They can occur with ICI regimens, specifically causing inflammation of the pituitary gland, known as hypophysitis. This often leads to enlargement of the pituitary gland, with the anterior pituitary being more commonly affected than the posterior pituitary [60, 61, 62, 63]. According to a meta-analysis by Barroso-Sousa et al. About 39% of patients with hypophysitis experienced symptoms that scored at least a grade 3 on the Common Terminology Criteria for Adverse Events [CTCAE] scale [64, 63]. Central hypothyroidism is the most common side effect of ICIs, followed by hypogonadism, and may be associated with central adrenal insufficiency, which may potentially lead to a fatal adrenal crisis. The occurrence of hypo physitis- hypo pituitarism induced by ipilimumab is not dependent on cumulative dosage or cycle frequency [62]. Nivolumab-ipilimumab combination therapy is associated with a higher incidence than with ipilimumab alone [64]. When using PD-1 inhibitors instead of ipilimumab, the frequency of these side effects is reduced, and the way these side effects manifest themselves also varies, indicating different pathways [65].

Thyroid dysfunction is another frequent adverse event that can manifest as either thyrotoxicosis or hypothyroidism, with hypothyroidism being the more common presentation [48]. Thyrotoxicosis is often caused by silent or destructive thyroiditis, followed by the development of hypothyroidism within 6 weeks [61, 66]. Although severe cases are uncommon and necessitate hospital admission, the majority of thyroid-related adverse events are either asymptomatic or produce mild to moderate symptoms [67]. Women in their later years may be more susceptible to thyroid dysfunction and may experience more severe symptoms of the condition [68, 69, 70]. The anti-PD-1 class of drugs has the largest risk of thyroid dysfunction, according to studies by Barbarossa-Sousa et al. [64]. On the other hand, the anti-CTLA-4 medication ipilimumab is linked to the least amount of thyroid impairment.

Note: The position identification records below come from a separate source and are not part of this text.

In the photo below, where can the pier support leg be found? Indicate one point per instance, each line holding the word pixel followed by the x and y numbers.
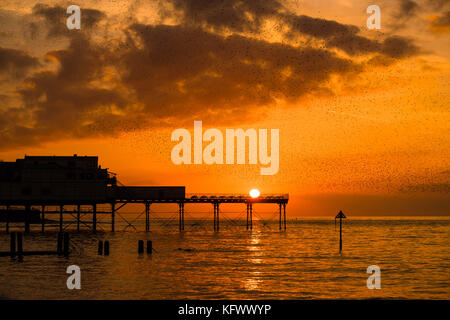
pixel 61 210
pixel 251 216
pixel 113 211
pixel 279 205
pixel 78 217
pixel 147 216
pixel 247 214
pixel 43 219
pixel 7 219
pixel 216 216
pixel 27 218
pixel 94 217
pixel 181 213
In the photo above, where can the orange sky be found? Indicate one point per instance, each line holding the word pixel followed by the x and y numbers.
pixel 363 121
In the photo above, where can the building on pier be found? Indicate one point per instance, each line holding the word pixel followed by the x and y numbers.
pixel 70 182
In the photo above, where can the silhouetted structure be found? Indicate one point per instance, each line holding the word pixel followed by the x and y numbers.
pixel 340 216
pixel 70 182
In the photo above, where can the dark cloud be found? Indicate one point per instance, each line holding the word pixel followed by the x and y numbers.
pixel 408 7
pixel 439 188
pixel 187 68
pixel 235 15
pixel 163 75
pixel 15 62
pixel 442 23
pixel 55 18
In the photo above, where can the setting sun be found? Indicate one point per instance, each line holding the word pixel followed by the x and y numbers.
pixel 254 193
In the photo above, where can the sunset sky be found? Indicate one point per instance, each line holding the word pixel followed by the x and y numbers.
pixel 363 114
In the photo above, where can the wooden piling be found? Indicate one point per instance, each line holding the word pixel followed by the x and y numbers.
pixel 94 217
pixel 100 247
pixel 61 210
pixel 19 246
pixel 280 205
pixel 13 244
pixel 43 219
pixel 113 211
pixel 78 217
pixel 340 216
pixel 66 244
pixel 59 248
pixel 149 247
pixel 27 218
pixel 106 251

ICI treatment is linked to symptoms that resemble those of type 1 diabetes. These include high autoantibody levels and low or undetectable C-peptide levels [61, 70]. With ICI therapy, the incidence rates of type 1 diabetes mellitus vary from 0.2% to 0.9%. Rapid-onset diabetic ketoacidosis, on the other hand, has recently been linked to a more severe course of disease [71, 72]. Pembrolizumab and nivolumab had greater incidence rates than PD-L1 inhibitors [70, 73]. Additionally, combination therapy may raise the risk because symptoms may manifest sooner after therapy starts [70, 73].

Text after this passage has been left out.